Cryptographic Module Validation Program
On July 17, 1995, NIST established the Cryptographic Module Validation Program (CMVP) that validates cryptographic modules to Federal Information Processing Standards (FIPS)140-1, Security Requirements for Cryptographic Modules, and other FIPS cryptography based standards. FIPS 140-2, Security Requirements for Cryptographic Modules, was released on May 25, 2001 and supersedes FIPS 140-1. The CMVP is a joint effort between NIST and the Communications Security Establishment (CSE). Modules validated as conforming to FIPS 140-2 are accepted by the Federal Agencies of both countries for the protection of sensitive information. Vendors of cryptographic modules use independent, accredited Cryptographic and Security Testing (CST) laboratories to test their modules. The CST laboratories use the Derived Test Requirements (DTR), Implementation Guidance (IG) and applicable CMVP programmatic guidance to test cryptographic modules against the applicable standards. NIST's Computer Security Division (CSD) and CSE jointly serve as the Validation Authorities for the program, validating the test results and issuing certificates.
Federal Acquisition Certification and Career Development Program
Federal certification programs, operated by the Office of Federal Policy and the Federal Acquisition Institute, are designed to establish consistent competencies and standards for those performing acquisition-related work in civilian agencies. For example, the Federal Acquisition Certification in Contracting (FAC-C) Program is for contracting professionals in the Federal Government performing contracting and procurement activities and functions. The purpose of this program is to establish general education, training, and experience requirements for those contracting professionals.

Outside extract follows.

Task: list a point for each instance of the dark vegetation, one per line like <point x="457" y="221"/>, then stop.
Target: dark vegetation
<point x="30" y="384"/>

The FAC-C applies to all executive agencies, except the Department of Defense (DoD).
Respirator Approval Program
The U.S. National Personal Protective Technology Laboratory (NPPTL) administers the Respirator Approval Program (RA Program) for the National Institute for Occupational Safety and Health (NIOSH). The RA Program is a conformity assessment program for respiratory protection devices used in occupational settings. Per the authorities in Title 42, Code of Federal Regulations, Part 84 (42 CFR 84), the RA Program develops performance, quality, and labeling requirements; reviews applications submitted by manufacturers to determine if they meet the performance, quality, and labeling requirements; physically tests respirator assemblies, reviews quality and labeling documentation, and performs inspections of proposed manufacturing facilities. NPPTL grants the use of the NIOSH mark for respirators that are approved as meeting requirements and maintains a listing of approved respirator configurations (i.e., approved assembly, quality documentation and practices, and labeling). NPPTL conducts post-market audits of approved respirator configurations and associated manufacturing sites to ensure continued compliance with approval requirements for performance, quality, and labeling. Enforcement agencies, such as OSHA, require employers to provide NIOSH-approved respirators. In addition, private sector certification scheme owners such as the National Fire Protection Association use the NIOSH approval as the basis for their certification.